Esistono cioè dei segnali di ordine superiore, delle regole
ad un livello meta, che comunicano ai partecipanti all’interazione
la natura dell’interazione stessa: gioco, aggressione, corteggiamento,
rituale, ecc.
Le metaregole che definiscono la natura dell’interazione contribuiscono
a creare nel corso della comunicazione circuiti virtuosi che
consentono a diversi livelli di contesti multipli di intercambiarsi
armonicamente (armonic loops) senza creare alcun disagio nei
partecipanti all’interazione. Se un adulto rivolgendosi ad
un bambino gonfia il petto e minaccioso dichiara - “Adesso
ti mangio!” - , il bambino molto probabilmente coglierà alcuni
segnali che attiveranno quelle metaregole (“Questo è un gioco”)
che a loro volta definiranno la relazione in termini affettuosi
e affatto ostili. Il gioco propone un “linguaggio per parlare
a proposito del linguaggio” e ad ogni mossa del gioco (game)
corrisponde un’attivazione dialogica per cambiare le regole
stesse del gioco (Bateson, 1956).
Figura 1: circuito vurtuoso nell’interazione tra
diversi sistemi identitari (dimensione dialogica)

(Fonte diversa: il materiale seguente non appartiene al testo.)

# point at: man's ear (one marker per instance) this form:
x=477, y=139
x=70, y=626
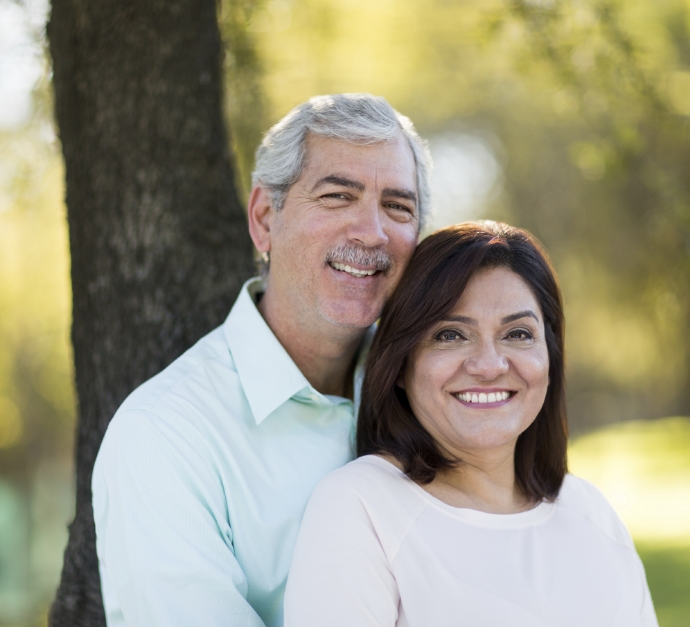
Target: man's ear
x=260, y=216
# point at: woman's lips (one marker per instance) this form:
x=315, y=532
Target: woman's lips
x=484, y=398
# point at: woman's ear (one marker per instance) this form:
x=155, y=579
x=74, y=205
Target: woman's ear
x=401, y=380
x=260, y=216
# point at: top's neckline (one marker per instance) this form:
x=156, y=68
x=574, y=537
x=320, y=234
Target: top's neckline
x=473, y=516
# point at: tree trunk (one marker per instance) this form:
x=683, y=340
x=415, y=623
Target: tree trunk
x=158, y=239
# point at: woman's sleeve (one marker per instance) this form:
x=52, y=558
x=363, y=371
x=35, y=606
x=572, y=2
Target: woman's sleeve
x=340, y=575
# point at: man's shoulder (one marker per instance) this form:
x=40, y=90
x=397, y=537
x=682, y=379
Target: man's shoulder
x=208, y=359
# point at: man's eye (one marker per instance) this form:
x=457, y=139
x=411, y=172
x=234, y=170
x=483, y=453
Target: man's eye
x=398, y=207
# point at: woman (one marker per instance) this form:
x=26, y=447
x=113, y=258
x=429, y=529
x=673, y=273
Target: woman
x=459, y=510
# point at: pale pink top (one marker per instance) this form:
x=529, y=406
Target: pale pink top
x=375, y=549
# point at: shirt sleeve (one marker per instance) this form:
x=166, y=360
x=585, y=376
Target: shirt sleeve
x=163, y=537
x=340, y=575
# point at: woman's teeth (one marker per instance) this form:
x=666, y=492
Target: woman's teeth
x=481, y=397
x=352, y=271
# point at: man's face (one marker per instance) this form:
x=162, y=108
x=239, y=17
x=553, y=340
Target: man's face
x=346, y=231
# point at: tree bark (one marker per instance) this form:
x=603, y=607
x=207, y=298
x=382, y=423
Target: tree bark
x=158, y=238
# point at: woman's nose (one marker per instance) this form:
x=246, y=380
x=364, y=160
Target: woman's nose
x=486, y=362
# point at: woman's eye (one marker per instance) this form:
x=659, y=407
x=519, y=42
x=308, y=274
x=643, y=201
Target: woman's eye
x=520, y=334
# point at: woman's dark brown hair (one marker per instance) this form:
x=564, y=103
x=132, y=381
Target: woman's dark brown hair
x=438, y=273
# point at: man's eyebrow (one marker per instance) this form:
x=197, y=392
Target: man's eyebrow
x=528, y=313
x=338, y=180
x=394, y=192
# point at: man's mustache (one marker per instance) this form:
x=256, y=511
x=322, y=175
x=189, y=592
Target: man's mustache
x=359, y=255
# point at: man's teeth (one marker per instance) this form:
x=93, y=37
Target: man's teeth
x=352, y=271
x=481, y=397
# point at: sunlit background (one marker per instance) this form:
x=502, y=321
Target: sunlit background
x=571, y=119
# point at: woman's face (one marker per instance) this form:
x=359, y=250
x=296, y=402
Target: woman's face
x=478, y=379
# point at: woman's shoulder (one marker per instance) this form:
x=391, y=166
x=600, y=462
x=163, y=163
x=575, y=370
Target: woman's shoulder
x=369, y=489
x=367, y=476
x=585, y=500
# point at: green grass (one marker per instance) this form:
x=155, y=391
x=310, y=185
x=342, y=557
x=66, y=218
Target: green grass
x=643, y=468
x=668, y=576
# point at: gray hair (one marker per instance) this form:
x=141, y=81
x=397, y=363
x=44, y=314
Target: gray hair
x=354, y=118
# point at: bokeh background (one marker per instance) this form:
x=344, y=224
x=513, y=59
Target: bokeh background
x=569, y=118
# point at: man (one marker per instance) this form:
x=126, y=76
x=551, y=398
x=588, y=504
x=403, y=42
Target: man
x=205, y=470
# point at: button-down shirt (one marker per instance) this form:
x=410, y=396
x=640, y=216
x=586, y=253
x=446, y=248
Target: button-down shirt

Giocare con le proprie premesse implicite - i pregiudizi -
significa costruire in fieri nuove regole di comunicazione,
consentire alle cornici di contesto di collassare l’una nell’altra
e di riassumere la posizione iniziale arricchendosi di significati
nuovi coordinati ai propri. Umorismo, creatività, irriverenza
nei confronti dei modelli culturali e dei livelli di significato
taciti (propri ed altrui), appaiono la via regia verso la
costruzione di un dialogo con l’altro, dialogo in cui tutti
hanno ragione persino coloro che dicono che la ragione non
può essere di tutti.
Il motto di spirito come l’umorismo ha il potere di creare
discontinuità nel dialogo e di consentire una completa ristrutturazione
del campo percettivo (inversione figura-sfondo) ed emotivo.

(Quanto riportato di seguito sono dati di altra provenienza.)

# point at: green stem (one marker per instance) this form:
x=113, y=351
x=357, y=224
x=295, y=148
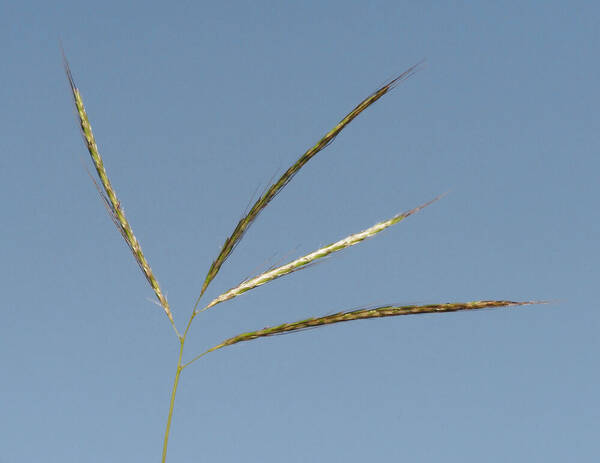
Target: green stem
x=172, y=403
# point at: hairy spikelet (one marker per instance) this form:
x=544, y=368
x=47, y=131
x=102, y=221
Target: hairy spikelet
x=110, y=199
x=274, y=189
x=303, y=261
x=363, y=314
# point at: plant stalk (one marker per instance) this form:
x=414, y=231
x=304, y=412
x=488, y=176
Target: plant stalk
x=172, y=403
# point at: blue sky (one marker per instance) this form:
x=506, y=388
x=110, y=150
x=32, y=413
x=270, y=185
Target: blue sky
x=196, y=106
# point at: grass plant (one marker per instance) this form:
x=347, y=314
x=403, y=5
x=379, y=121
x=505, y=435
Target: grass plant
x=117, y=215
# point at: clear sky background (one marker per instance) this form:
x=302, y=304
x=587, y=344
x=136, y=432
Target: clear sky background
x=198, y=105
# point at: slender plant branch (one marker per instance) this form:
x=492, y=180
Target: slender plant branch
x=287, y=176
x=117, y=215
x=303, y=261
x=360, y=314
x=111, y=201
x=172, y=401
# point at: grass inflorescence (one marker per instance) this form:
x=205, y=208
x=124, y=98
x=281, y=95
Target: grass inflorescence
x=117, y=215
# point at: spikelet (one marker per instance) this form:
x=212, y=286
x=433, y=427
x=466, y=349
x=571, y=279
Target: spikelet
x=303, y=261
x=110, y=199
x=274, y=189
x=363, y=314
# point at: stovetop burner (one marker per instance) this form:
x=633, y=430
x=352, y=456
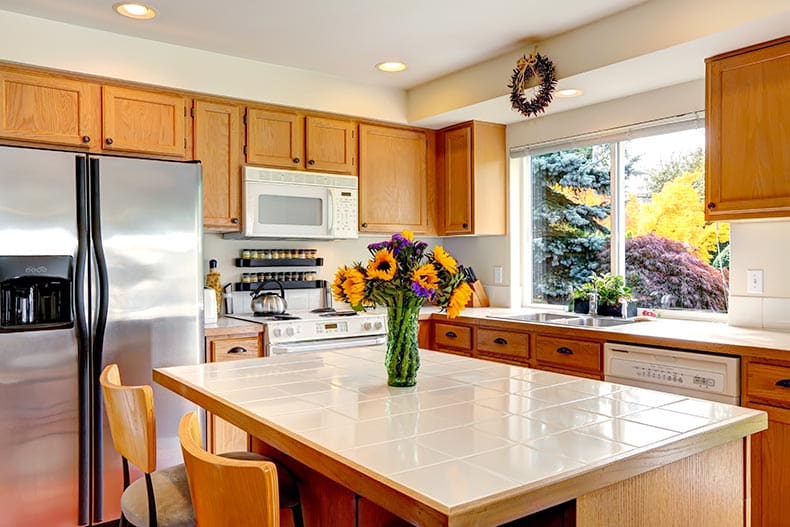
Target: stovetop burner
x=282, y=316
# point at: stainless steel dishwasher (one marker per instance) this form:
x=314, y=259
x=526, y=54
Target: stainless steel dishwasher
x=695, y=374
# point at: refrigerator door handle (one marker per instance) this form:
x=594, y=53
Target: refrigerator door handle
x=102, y=309
x=83, y=340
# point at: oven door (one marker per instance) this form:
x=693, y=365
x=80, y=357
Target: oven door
x=287, y=210
x=282, y=348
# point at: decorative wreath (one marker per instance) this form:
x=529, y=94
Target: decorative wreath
x=536, y=65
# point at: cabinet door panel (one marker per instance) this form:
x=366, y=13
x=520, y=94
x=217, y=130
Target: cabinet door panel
x=143, y=122
x=216, y=144
x=392, y=186
x=275, y=138
x=331, y=145
x=49, y=110
x=748, y=160
x=458, y=188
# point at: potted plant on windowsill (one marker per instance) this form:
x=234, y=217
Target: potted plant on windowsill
x=611, y=292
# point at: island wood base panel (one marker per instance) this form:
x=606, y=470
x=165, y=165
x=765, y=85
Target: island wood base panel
x=708, y=489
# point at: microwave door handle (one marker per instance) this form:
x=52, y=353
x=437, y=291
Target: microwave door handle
x=330, y=217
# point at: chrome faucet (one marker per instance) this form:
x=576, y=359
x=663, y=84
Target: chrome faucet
x=593, y=303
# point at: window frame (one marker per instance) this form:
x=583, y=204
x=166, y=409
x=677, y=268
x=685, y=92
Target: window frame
x=614, y=138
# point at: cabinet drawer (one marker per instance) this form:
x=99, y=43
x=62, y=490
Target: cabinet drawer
x=569, y=353
x=233, y=349
x=453, y=336
x=501, y=342
x=769, y=382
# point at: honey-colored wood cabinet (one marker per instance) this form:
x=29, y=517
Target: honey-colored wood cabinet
x=144, y=122
x=217, y=145
x=766, y=386
x=392, y=180
x=747, y=114
x=223, y=436
x=474, y=179
x=49, y=109
x=289, y=139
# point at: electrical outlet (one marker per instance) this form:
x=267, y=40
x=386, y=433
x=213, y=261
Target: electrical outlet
x=754, y=281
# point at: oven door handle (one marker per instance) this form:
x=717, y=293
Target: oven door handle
x=321, y=345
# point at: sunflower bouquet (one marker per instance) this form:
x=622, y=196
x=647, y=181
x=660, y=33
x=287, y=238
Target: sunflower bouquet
x=402, y=275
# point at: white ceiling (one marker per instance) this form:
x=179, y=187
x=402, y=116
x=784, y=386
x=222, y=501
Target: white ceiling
x=344, y=38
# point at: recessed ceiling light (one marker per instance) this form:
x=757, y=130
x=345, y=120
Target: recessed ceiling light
x=134, y=10
x=391, y=66
x=571, y=92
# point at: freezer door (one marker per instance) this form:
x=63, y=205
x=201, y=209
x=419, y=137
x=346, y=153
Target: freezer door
x=39, y=413
x=149, y=238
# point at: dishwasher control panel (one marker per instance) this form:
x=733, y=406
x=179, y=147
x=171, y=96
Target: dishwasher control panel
x=665, y=369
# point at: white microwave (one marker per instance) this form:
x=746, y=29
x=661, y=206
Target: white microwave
x=291, y=204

La potenza creativa dell’umorismo consente alla persona di
giocare con narrative identitarie – storie, miti individuali
e collettivi carichi di emozioni ed affetti- che altrimenti
difficilmente potrebbero essere condivisi senza creare disagio
e allarme; “[..] l’umorismo [..] fornisce alle persone un
indizio indiretto del tipo di visione della vita che essi
hanno o potrebbero avere in comune” (Bateson, 1953, p. 47).
Attraverso il lazzo e la battuta di spirito gli attori del
dialogo shiftano da un livello conversazionale di tipo contenutistico
ad un livello in cui diversi sé e diversi sistemi identitari
comunicano interagendo e mettendosi in relazione: l’universale
cede il passo al molteplice, la dimensione monologica a quella
dialogica, il monoculturalismo al pluralismo (Edelstein, 2003).

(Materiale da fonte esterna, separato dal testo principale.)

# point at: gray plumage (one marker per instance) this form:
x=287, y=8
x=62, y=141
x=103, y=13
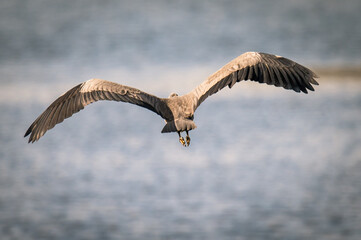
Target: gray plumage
x=177, y=110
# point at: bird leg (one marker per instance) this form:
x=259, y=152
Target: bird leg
x=188, y=139
x=181, y=139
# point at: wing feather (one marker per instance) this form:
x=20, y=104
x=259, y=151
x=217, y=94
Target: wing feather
x=259, y=67
x=84, y=94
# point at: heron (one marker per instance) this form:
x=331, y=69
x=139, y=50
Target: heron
x=178, y=111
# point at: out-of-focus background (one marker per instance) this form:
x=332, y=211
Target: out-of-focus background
x=264, y=163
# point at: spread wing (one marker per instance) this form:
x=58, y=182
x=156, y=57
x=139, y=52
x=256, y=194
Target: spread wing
x=86, y=93
x=259, y=67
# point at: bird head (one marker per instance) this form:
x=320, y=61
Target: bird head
x=173, y=95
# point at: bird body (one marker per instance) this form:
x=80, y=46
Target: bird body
x=178, y=111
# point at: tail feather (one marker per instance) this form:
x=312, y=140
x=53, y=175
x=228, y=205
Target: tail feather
x=179, y=125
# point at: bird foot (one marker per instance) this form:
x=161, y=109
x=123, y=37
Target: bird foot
x=188, y=139
x=181, y=140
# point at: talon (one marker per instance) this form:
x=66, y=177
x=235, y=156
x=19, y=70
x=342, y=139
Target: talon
x=188, y=139
x=181, y=140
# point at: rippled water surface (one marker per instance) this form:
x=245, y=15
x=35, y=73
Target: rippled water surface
x=264, y=163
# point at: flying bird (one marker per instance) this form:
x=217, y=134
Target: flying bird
x=178, y=111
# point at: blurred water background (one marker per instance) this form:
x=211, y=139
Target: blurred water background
x=264, y=163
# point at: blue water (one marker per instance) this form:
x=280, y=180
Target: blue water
x=264, y=163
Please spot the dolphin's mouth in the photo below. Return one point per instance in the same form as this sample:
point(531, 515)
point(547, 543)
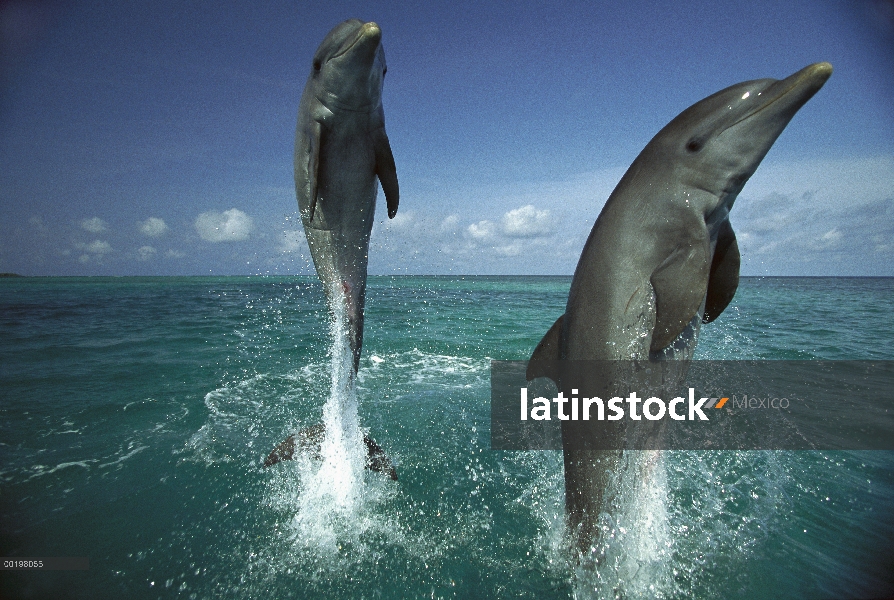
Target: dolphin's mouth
point(361, 33)
point(818, 70)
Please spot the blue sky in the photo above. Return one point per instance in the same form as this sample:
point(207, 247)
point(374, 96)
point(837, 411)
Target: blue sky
point(156, 138)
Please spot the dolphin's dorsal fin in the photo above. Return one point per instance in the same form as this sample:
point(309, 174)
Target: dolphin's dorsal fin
point(724, 278)
point(314, 137)
point(679, 283)
point(387, 172)
point(543, 360)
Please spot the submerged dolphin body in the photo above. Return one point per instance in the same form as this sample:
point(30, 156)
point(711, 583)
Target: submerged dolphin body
point(662, 257)
point(341, 149)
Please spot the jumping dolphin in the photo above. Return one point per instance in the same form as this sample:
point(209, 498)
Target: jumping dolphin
point(341, 148)
point(662, 256)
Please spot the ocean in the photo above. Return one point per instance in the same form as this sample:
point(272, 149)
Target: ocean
point(137, 412)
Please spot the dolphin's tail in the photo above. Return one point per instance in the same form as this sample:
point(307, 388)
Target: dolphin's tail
point(310, 439)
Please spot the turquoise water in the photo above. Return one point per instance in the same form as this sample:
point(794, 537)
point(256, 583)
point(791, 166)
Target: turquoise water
point(136, 413)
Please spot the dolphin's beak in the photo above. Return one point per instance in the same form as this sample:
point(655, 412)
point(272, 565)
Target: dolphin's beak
point(788, 95)
point(369, 35)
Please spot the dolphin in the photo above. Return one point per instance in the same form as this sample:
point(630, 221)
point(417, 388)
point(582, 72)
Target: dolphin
point(341, 149)
point(662, 258)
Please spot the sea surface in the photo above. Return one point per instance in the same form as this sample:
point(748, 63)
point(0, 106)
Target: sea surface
point(135, 414)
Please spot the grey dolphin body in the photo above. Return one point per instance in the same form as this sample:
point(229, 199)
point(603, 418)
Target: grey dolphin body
point(662, 257)
point(340, 150)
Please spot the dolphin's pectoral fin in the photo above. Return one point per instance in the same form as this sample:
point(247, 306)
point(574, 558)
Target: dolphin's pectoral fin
point(724, 278)
point(543, 360)
point(376, 459)
point(387, 172)
point(314, 140)
point(680, 283)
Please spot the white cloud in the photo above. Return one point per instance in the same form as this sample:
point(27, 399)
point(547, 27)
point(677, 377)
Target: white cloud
point(146, 252)
point(229, 226)
point(448, 225)
point(94, 225)
point(481, 230)
point(527, 221)
point(95, 247)
point(153, 227)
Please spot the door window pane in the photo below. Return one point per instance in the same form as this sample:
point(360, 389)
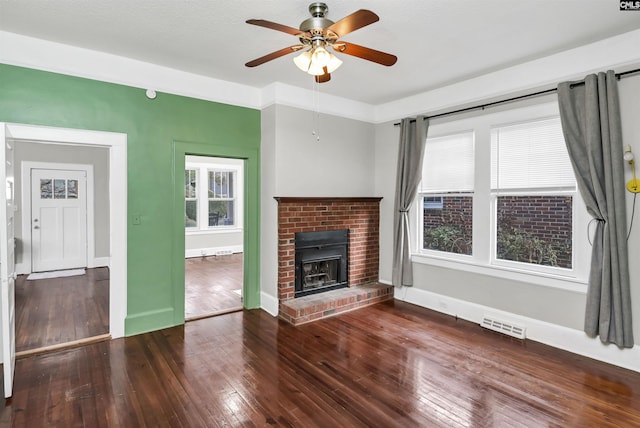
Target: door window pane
point(46, 188)
point(72, 189)
point(191, 214)
point(59, 189)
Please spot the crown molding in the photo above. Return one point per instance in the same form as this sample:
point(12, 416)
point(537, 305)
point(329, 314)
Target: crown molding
point(612, 53)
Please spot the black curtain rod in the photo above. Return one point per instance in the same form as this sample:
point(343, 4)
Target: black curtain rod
point(508, 100)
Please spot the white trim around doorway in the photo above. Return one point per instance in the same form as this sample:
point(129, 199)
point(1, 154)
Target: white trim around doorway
point(117, 145)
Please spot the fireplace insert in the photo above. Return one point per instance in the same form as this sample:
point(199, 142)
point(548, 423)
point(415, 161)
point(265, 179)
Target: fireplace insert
point(321, 261)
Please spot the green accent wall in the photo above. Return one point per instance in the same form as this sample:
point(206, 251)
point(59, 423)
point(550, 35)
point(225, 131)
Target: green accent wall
point(159, 133)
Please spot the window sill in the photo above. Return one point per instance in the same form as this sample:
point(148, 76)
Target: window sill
point(543, 279)
point(213, 230)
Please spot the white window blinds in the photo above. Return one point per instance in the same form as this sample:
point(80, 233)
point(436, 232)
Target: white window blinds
point(530, 155)
point(448, 164)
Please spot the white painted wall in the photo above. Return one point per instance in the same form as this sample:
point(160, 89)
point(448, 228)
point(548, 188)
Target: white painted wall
point(295, 163)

L’andamento circolare del motto di spirito consente di sperimentare
l’altro da sé ( la sua biografia, il suo modello culturale)
come possibile e temporanea marca di contesto, imprimendo
al dialogo una spinta dinamica e riflessiva in grado di fare
sperimentare nel dialogo stesso nuovi posizionamenti e nuovi
livelli di contesto, “maltrattando” irriverentemente pregiudizi
idiosincratici e allo stesso tempo rendendoli accessibili
all’altro che dal canto suo può giocare con l’ identità, personale
e culturale, dell’interlocutore senza comprometterla ferirla,
frammentarla.
Ironia ed irriverenza informano interazioni pluraliste, consentendo,
in qualità di metaregole, di armonizzare circuiti riflessivi
bizzarri che intrappolano l’interazione fra diverse culture
in un monologo etnocentrico. In questo secondo caso, sia che
si tratti di rifiutare che di accogliere, sia che si tratti
di inserirsi che di isolarsi, appaiono evidenti asimmetrie
e dicotomie tra culture dominanti e culture dominate, tra
l’io ed il tu e tra un noi ed un voi. La dimensione monologica
dell’interazione è contestualizzata da metaregole che creano
dicotomie, totalizzanti e non riflessive. In tal senso due
culture (idio o macro che siano) appaiono intransitive l’una
all’altra e le loro interazioni proiettate in progressive
ed asintotiche differenziazioni verso una possibile – e probabile
- rottura del sistema.
Figura 2: circuito bizzarro nell’interazione tra
diversi sistemi identitari (dimensione monologica)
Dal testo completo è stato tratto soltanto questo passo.